Alex Katz Art Exhibition at the Brandhorst Museum

Born in 1927, Alex Katz is one of the most accomplished and influential American painters of the past fifty years, and he is still painting. Katz was painting at the same time as for example Andy Warhol and Roy Lichtenstein. He speaks about his art: "Cool and Hot", "Cooler than ever", "Something hot done in a cool way". His paintings show an "impersonal public art" that emphazises communication on an "intimate level"1.

He likes to visualize the moment. The results are stylized excerpts from reality that capture and extend the beauty of a fleeting moment and lend evanescent and marginal phenomena duration and meaning with the aid of unusual excerpts and points of view2. Katz at the same time produces proximity and distance. If in a picture there are several persons it is difficult to understand their relationship. The viewer is kept at a distance. As Katz once said, his art had something aggressive and authoritarian about it - he showed the viewer where he must look3. It is difficult for the viewer to look at the image without finding any stopping point.To him, the term "decorative" connotes a visual harmony that stands for itself and whose perfection makes all content superfluous.

The exhibition can be visited until the 22 of April.
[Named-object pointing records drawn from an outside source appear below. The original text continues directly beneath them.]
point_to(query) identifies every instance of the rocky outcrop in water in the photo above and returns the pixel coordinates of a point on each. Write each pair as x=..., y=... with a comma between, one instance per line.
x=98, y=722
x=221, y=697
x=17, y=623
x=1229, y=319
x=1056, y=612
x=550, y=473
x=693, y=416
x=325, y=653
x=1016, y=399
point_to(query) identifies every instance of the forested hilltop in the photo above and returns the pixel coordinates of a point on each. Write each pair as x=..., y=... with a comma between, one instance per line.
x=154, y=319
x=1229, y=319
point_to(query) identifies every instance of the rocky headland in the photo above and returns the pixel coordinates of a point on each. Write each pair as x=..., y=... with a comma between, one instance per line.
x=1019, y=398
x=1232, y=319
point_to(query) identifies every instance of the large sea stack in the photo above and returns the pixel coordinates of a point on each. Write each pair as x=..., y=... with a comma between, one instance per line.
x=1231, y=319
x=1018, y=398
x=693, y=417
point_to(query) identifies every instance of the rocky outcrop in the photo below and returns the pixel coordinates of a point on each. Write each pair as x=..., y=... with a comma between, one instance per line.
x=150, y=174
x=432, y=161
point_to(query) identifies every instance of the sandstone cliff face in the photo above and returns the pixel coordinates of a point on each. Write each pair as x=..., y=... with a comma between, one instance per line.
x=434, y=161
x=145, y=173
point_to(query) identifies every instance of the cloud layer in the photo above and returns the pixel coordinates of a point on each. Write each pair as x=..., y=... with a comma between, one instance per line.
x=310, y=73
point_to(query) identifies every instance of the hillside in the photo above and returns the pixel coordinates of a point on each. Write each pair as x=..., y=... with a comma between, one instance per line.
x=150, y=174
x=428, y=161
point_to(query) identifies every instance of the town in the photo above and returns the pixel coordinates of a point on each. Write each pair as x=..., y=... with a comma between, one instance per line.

Brandhorst Museum: Theresienstraße 35, 80333 München

 

1 See Alex Katz: Erfundene Symbole - Invented Symbols (series: Positionen der Gegenwartskunst), ed Vincent Katz (Stuttgart 1997) p. 114

2 See Alex Katz prints paintings cutouts published for the exhibition in the Kunsthalle Würth 2011 p.11

3 See Heinz-Peter Schwerfel, "Malerei ist eine Stilfrage", in art--das Kunstmagazin (1999), no.11, p 17. Quoted from http:www.artmagazin.de/div/heftsuche/warhol/1979/2008/489/OGOWTEGOTTTOOPOGCHOREGEOPRGWTROCARS/Malerei-ist-eine-Stilfrage.